Last year we launched ATT&CK Evaluations to bring transparency to evaluations of security products, empower end-users with objective insights, and drive the security community to improve capabilities. We worked collaboratively with vendors and approached these evaluations as peers. With those goals in mind, in November 2018 we publicly released both our test methodology and the results of our initial cohort of seven vendor evaluations for Round 1. We followed the initial cohort with “rolling admissions” evaluations, the first of which were released in February 2019.

Round 2 of ATT&CK Evaluations will begin in Summer 2019 and will be based on the threat group commonly known as APT29/COZY BEAR/The Dukes. While our goals for Round 2 remain the same as Round 1, we are changing some details of our approach to improve and build on the success of Round 1, as we discuss below.

APT29/COZY BEAR’s notoriety from major breaches along with their sophisticated techniques make them an ideal follow-on emulation to contrast with our Round 1 emulation. With APT3/GOTHIC PANDA, we focused more on noisier, process-level techniques, such as using built-in operating system utilities. In comparison, APT29/COZY BEAR is known to use more sophisticated implementations of techniques through custom malware and alternate execution methods, such as PowerShell and WMI, which we plan to emulate in Round 2. Our emulation of APT29/COZY BEAR will intentionally be different than the emulation of APT3/GOTHIC PANDA, and we are excited to see how detection capabilities stack up against these changes in emulated behaviors.

In addition to a new adversary, we are making several other changes to our approach.

First, we are adding community contributions to enhance our emulation of APT29/COZY BEAR. Our recently-closed public call for threat intelligence seeks to enable a more community-driven approach towards developing ATT&CK Adversary Emulation Plans as we create our APT29 methodology. Through community contributions we hope to ensure that our evaluations are accurate representations of the threat, which we hope will better inform the community about whether defenses can address them.

Secondly, in Round 1, we divided the evaluations into an “initial cohort” of vendors who executed contracts by a certain date and subsequent “rolling admissions” for vendors who executed after that date.
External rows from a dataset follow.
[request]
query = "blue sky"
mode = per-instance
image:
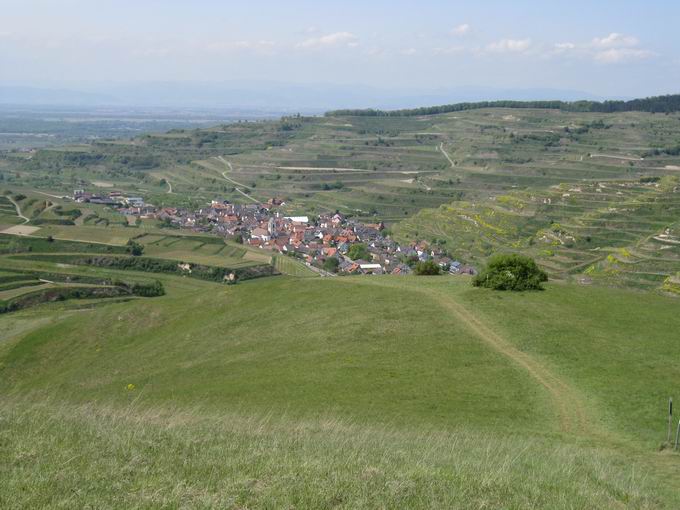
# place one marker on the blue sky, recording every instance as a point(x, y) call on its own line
point(609, 48)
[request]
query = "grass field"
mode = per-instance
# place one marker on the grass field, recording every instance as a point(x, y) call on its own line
point(404, 391)
point(574, 190)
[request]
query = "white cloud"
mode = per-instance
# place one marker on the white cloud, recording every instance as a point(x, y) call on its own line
point(565, 46)
point(612, 49)
point(336, 39)
point(450, 50)
point(509, 46)
point(615, 40)
point(618, 55)
point(461, 30)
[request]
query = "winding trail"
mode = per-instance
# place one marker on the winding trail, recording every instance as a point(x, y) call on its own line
point(16, 206)
point(569, 404)
point(231, 169)
point(569, 407)
point(446, 155)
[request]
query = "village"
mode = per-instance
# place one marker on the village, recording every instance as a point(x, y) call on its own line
point(330, 243)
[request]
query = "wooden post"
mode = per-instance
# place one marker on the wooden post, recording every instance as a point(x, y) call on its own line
point(670, 418)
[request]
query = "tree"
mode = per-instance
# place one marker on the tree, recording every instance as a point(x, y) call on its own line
point(427, 268)
point(331, 264)
point(134, 248)
point(511, 272)
point(358, 251)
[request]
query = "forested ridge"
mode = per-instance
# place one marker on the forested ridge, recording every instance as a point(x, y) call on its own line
point(657, 104)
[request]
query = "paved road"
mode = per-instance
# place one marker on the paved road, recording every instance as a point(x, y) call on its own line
point(446, 155)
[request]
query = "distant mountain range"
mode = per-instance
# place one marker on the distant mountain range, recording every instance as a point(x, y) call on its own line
point(311, 98)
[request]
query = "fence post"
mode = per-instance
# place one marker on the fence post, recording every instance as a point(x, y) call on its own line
point(670, 418)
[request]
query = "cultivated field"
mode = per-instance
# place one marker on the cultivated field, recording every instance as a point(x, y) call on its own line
point(594, 197)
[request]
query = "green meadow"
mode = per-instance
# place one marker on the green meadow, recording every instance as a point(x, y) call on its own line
point(340, 392)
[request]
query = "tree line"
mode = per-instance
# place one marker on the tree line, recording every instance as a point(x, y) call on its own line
point(657, 104)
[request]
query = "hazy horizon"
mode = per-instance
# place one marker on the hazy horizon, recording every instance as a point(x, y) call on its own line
point(332, 54)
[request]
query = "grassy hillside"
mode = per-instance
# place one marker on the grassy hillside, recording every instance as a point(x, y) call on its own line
point(346, 392)
point(590, 195)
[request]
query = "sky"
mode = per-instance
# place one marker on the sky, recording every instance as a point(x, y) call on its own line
point(607, 48)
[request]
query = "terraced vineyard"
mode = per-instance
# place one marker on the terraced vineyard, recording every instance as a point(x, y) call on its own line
point(593, 196)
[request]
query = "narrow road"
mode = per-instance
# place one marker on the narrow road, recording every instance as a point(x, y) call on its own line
point(568, 403)
point(53, 196)
point(624, 158)
point(446, 155)
point(231, 169)
point(570, 409)
point(16, 206)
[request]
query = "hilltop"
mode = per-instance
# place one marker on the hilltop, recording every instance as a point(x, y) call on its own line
point(592, 196)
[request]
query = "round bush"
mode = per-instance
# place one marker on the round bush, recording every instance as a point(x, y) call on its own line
point(511, 272)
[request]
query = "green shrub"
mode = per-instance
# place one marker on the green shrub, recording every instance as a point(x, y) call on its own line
point(427, 268)
point(359, 251)
point(511, 272)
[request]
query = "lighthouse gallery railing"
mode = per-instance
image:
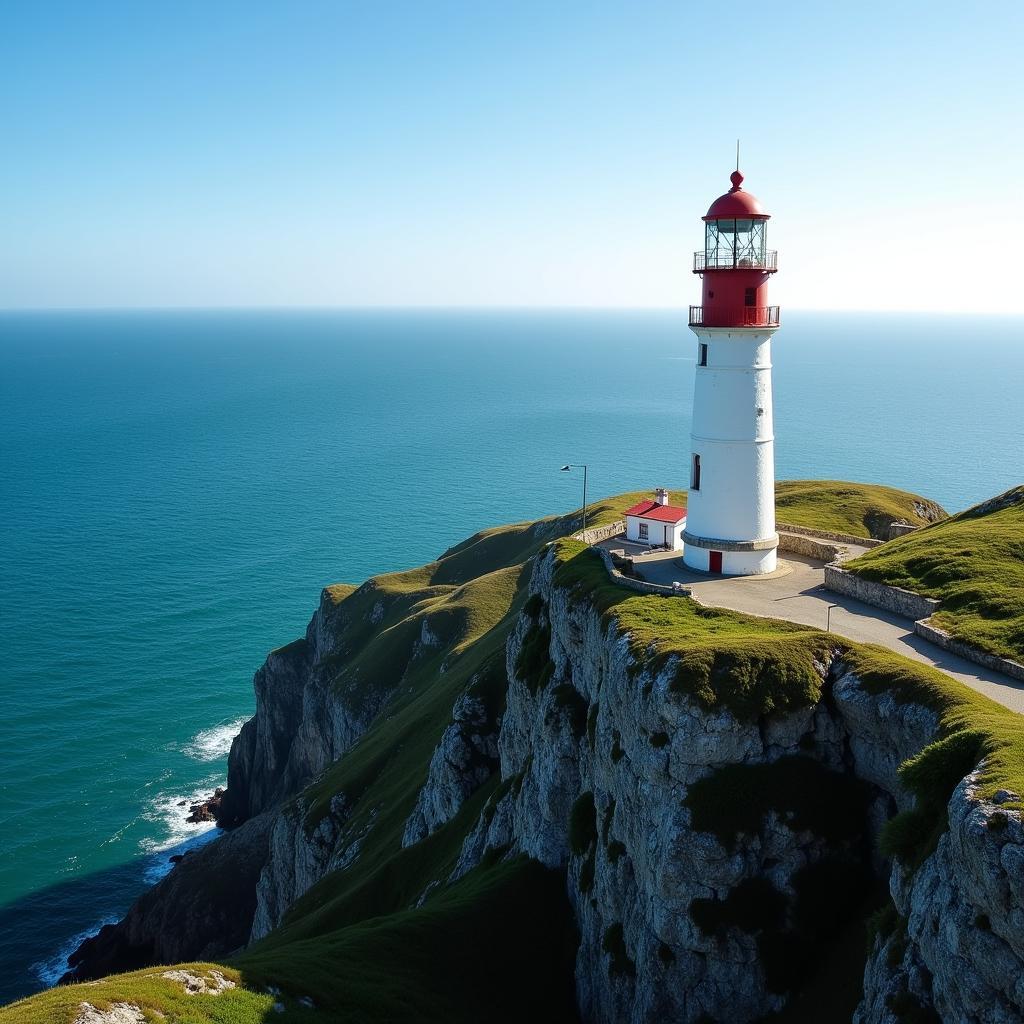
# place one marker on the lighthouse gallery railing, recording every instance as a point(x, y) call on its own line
point(735, 261)
point(735, 316)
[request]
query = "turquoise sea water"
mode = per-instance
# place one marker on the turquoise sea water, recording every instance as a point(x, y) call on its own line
point(175, 489)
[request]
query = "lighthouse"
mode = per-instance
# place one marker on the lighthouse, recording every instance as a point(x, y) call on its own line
point(731, 507)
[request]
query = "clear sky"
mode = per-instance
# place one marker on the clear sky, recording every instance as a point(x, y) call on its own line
point(197, 154)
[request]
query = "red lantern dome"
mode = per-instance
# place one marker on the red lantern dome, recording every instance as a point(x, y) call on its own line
point(734, 264)
point(736, 203)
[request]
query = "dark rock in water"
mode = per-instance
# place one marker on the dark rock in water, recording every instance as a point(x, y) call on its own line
point(206, 810)
point(202, 910)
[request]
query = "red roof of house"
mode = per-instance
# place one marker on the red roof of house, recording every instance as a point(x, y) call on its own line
point(663, 513)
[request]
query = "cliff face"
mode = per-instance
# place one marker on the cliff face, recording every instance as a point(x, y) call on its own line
point(201, 909)
point(302, 723)
point(712, 847)
point(606, 766)
point(957, 947)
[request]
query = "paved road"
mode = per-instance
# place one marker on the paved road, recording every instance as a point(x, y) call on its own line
point(800, 597)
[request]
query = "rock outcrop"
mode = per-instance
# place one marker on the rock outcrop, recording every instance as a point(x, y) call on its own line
point(602, 766)
point(301, 724)
point(708, 855)
point(202, 909)
point(956, 948)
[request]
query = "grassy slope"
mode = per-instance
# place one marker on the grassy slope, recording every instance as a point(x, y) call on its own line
point(752, 666)
point(974, 563)
point(384, 954)
point(772, 658)
point(849, 508)
point(480, 948)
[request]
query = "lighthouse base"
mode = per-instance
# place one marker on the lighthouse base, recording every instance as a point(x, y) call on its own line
point(730, 557)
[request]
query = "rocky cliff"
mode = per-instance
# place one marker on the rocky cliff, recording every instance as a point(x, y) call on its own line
point(720, 795)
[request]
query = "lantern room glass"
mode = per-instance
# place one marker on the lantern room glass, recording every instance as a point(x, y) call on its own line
point(735, 242)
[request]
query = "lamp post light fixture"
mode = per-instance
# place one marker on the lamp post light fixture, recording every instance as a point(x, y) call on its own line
point(828, 616)
point(583, 466)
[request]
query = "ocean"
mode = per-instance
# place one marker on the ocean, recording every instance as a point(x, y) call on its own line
point(176, 487)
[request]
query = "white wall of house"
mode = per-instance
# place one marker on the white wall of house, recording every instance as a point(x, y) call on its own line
point(658, 532)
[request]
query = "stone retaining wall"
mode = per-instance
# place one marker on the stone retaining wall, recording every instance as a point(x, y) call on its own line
point(942, 639)
point(895, 599)
point(599, 534)
point(640, 586)
point(900, 529)
point(864, 542)
point(809, 547)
As we move towards the future of ATT&CK Evaluations, we intend to not offer rolling admissions for Round 2, and we are ending rolling admissions for Round 1. There are a number of factors that led to this decision, chief among them is ensuring we can focus our efforts on a single round to provide the best product for vendors and end-users.

Lastly, we will be updating our detection categories based on the feedback we’ve gotten and what we learned in Round 1. We hope this will reduce confusion and make the results easier to understand. We will release more information about the new categories in the coming weeks. We continue to strive to identify ways to discuss various types of detections across different vendors in a common way, while still showcasing their differences in approaches and capabilities.